Alsdann: Die Sportredaktion!
Ein Kommentar zur Olympiaeröffnung 2012 mit dem Titel „Horrorshow am Mikrofon„ weiß interessantes über Wolf-Dieter Poschmann zu berichten: „Poschmann, man hörte es heraus, hat sich auf diese Show offenbar keine einzige Minute vorbereitet.“
Und ein Artikel über den verstorbenen Surfer Andy Irons „Ein bodenloser Rausch„: „Schon bald kam offenbar auch das Schmerzmittel Oxycodon dazu (…) sagt einer aus dem Umkreis der Irons-Familie.“ Solide.
Überblende, Wirtschaft:
„Mehdorn fasst sich an die Nase„: „Seit 106 Tagen amtiert Mehdorn nun, und offenbar kehrt zumindest bei den Wirtschaftsvertretern der Stadt allmählich die Hoffnung zurück, mit ihm könne es doch noch etwas werden mit dem neuen Großflughafen BER.“ Leider wird im weiteren Artikel nicht ein „Wirtschaftsvertreter der Stadt“ erwähnt.

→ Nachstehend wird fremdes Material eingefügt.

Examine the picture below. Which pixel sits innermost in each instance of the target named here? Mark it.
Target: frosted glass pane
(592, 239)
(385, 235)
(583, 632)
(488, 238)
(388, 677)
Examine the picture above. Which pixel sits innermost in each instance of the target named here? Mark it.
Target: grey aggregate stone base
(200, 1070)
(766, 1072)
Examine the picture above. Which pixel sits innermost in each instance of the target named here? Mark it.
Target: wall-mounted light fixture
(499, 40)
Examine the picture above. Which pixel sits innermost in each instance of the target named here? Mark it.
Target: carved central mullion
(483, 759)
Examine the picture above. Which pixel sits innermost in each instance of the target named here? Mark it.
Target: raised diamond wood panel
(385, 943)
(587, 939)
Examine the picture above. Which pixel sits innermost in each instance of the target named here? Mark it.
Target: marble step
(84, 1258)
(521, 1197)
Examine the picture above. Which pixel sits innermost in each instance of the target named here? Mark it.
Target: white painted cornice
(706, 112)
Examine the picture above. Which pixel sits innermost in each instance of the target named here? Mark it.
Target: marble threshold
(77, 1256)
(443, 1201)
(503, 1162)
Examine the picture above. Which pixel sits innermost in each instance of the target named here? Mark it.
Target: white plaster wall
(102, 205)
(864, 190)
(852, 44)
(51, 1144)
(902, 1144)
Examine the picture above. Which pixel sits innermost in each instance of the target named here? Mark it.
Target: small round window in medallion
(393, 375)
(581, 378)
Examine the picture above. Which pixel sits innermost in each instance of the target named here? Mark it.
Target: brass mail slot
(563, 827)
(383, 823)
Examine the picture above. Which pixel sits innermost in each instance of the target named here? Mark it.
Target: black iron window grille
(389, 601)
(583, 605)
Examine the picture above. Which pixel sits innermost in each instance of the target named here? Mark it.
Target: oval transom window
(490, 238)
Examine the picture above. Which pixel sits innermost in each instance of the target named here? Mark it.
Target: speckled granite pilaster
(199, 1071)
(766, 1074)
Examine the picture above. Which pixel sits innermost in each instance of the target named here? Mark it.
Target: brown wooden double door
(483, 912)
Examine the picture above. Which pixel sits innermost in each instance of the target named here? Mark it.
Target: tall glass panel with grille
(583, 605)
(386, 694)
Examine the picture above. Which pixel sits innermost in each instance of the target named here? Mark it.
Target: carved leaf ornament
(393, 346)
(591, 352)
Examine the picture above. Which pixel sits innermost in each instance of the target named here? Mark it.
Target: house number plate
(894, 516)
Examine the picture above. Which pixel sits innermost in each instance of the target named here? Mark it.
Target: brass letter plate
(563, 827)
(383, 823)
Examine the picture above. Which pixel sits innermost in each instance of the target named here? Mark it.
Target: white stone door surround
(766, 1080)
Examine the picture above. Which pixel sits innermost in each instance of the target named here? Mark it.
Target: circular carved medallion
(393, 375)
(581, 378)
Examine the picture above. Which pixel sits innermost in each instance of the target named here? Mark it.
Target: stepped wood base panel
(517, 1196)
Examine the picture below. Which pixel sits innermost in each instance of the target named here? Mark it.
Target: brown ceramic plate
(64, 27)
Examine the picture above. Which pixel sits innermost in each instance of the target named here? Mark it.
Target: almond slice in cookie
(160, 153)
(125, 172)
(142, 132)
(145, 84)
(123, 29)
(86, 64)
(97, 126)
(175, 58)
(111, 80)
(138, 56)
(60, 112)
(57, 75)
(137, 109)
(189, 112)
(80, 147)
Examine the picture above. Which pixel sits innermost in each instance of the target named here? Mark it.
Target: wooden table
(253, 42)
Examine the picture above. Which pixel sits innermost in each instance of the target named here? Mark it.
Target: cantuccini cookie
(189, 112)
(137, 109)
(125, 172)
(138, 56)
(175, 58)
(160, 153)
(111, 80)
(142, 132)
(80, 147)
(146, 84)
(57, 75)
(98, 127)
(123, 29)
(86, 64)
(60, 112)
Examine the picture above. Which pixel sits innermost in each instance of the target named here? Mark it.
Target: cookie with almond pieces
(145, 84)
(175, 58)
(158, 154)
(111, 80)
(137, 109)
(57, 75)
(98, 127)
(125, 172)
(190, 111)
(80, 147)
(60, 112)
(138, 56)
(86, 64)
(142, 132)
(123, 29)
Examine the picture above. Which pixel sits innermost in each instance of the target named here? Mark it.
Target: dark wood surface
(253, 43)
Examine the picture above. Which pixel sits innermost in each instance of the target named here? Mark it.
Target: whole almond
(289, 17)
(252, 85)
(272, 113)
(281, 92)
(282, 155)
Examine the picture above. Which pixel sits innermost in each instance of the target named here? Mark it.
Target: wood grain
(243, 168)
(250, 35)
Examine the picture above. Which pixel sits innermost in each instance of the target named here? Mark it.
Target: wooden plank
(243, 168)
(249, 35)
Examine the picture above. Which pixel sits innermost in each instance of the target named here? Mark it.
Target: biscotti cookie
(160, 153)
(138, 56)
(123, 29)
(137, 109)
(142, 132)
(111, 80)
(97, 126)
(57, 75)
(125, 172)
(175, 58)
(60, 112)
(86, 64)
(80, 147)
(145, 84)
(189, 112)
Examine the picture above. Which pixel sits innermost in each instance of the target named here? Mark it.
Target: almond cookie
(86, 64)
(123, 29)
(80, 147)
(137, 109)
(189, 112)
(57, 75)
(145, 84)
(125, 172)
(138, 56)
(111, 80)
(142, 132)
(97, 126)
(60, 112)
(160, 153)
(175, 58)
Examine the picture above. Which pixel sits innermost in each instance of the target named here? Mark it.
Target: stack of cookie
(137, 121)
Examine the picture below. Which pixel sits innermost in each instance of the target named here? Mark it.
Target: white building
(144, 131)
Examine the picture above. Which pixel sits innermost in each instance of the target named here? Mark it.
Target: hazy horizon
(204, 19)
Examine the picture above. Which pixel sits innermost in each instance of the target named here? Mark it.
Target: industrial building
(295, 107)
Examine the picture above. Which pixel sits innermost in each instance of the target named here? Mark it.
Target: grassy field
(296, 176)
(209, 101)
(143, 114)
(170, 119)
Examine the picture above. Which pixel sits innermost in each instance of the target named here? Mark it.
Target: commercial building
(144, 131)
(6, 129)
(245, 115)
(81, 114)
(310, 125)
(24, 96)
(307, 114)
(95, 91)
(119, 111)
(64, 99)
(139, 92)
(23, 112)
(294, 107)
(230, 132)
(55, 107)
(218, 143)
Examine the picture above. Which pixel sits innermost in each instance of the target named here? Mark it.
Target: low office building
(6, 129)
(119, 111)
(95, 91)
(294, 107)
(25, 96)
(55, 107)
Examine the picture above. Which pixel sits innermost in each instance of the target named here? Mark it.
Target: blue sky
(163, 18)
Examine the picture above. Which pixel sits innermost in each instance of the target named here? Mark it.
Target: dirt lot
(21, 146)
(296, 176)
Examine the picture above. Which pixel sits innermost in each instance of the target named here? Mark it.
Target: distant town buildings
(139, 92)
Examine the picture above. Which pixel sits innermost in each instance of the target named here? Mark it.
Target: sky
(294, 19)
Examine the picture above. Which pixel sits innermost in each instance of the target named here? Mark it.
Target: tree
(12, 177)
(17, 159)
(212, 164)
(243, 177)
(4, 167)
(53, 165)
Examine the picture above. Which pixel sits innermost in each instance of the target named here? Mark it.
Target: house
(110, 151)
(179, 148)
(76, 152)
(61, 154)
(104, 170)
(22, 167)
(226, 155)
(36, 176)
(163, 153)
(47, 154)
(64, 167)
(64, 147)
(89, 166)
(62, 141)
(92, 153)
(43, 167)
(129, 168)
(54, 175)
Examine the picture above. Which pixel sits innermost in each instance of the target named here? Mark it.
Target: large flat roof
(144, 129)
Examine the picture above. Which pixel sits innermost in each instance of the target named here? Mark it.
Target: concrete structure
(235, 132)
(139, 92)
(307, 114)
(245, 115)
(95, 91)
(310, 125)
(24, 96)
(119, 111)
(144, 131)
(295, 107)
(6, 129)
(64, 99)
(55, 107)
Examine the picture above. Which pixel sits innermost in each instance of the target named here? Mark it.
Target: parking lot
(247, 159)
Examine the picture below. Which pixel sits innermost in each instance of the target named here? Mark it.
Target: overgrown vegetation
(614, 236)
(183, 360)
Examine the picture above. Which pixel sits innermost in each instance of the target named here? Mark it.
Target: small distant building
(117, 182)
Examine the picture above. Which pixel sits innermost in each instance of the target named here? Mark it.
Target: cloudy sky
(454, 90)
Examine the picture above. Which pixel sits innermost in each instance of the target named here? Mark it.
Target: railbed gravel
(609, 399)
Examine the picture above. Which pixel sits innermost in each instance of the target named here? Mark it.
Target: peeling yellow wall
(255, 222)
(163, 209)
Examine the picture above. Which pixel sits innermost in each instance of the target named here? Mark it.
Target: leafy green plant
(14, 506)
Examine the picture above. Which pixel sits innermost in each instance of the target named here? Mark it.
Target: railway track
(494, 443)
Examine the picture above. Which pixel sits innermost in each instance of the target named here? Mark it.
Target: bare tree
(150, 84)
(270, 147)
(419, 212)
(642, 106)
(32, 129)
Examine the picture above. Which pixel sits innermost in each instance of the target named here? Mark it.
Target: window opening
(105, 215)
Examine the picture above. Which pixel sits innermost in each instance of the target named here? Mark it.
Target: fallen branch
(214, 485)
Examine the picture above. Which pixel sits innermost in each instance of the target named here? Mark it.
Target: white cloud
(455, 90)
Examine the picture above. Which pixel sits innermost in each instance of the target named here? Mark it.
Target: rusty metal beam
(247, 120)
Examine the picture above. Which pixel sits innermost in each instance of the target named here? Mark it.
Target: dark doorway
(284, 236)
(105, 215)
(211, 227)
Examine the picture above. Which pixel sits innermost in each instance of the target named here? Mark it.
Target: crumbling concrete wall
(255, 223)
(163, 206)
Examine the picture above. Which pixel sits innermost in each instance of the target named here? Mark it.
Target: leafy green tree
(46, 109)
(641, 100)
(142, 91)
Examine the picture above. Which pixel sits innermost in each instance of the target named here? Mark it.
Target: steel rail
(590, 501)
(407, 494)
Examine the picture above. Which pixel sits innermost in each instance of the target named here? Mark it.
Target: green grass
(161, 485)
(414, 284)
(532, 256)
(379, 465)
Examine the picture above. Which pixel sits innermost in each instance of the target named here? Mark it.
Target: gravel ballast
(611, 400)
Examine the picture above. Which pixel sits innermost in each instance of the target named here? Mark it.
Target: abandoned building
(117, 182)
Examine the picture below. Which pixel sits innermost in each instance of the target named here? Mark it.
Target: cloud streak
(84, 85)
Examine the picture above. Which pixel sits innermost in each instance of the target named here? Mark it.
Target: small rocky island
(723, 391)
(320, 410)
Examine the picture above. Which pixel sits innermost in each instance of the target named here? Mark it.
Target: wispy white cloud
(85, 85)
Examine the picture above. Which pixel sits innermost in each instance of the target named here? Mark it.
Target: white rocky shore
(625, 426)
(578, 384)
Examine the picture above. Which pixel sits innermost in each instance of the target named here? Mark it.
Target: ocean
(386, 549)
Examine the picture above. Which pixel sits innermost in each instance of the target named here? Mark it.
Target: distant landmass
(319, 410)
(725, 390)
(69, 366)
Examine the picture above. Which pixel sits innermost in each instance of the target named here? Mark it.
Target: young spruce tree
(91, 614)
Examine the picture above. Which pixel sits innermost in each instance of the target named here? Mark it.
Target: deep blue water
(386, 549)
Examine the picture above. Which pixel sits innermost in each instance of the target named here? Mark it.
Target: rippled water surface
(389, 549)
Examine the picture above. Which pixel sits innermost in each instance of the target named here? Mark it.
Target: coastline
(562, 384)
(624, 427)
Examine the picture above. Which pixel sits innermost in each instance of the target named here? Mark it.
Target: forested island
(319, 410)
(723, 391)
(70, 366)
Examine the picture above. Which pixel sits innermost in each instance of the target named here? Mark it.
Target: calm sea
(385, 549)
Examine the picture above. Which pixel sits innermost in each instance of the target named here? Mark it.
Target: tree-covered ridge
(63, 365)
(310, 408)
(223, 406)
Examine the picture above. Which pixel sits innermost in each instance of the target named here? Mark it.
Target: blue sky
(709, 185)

„Windows 8 verschärft Computerkrise„: „Microsoft selbst plant offenbar, mit einer Ausweitung seines Tablet-Angebots zu reagieren.“ Quelle: „…hieß es unter Berufung auf informierte Personen.“
Lächeln, winken, zum Abschluss den Kopf in die Politik stecken:
„Nicht so nah, Angela!„: „Mehr als diese Sätze hat man ihm offenbar nicht zugetraut.“ Ist der letzte Satz des Artikels, bezieht sich auf einen Werbespot mit Peer Steinbrück.
Und zum Abschluss: „Jetzt auch noch ein Flugzeug„: „Grund dafür seien offenbar Fehler im Kaufvertrag für den Truppentransporter, der 2003 von der rot-grünen Bundesregierung abgeschlossen wurde, schreibt das Nachrichtenmagazin unter Berufung auf ihm vorliegende geheime Unterlagen.“ Jep, that just happened. Geheime Unterlagen. Sehr offenbar.
Schluss:
Sie haben eine Meinung, einen dünnen Artikel ohne Fakten und voller Spekulation, oder einfach keine Ahnung von Zusammenhängen? Verleihen Sie Ihrem Konvolut die nötige Substanz, indem Sie offenbar vorgeben zu wissen was Sie tun!
15. September 2013 um 23:01
Wundervoll. Der Herr neigt sein Haupt.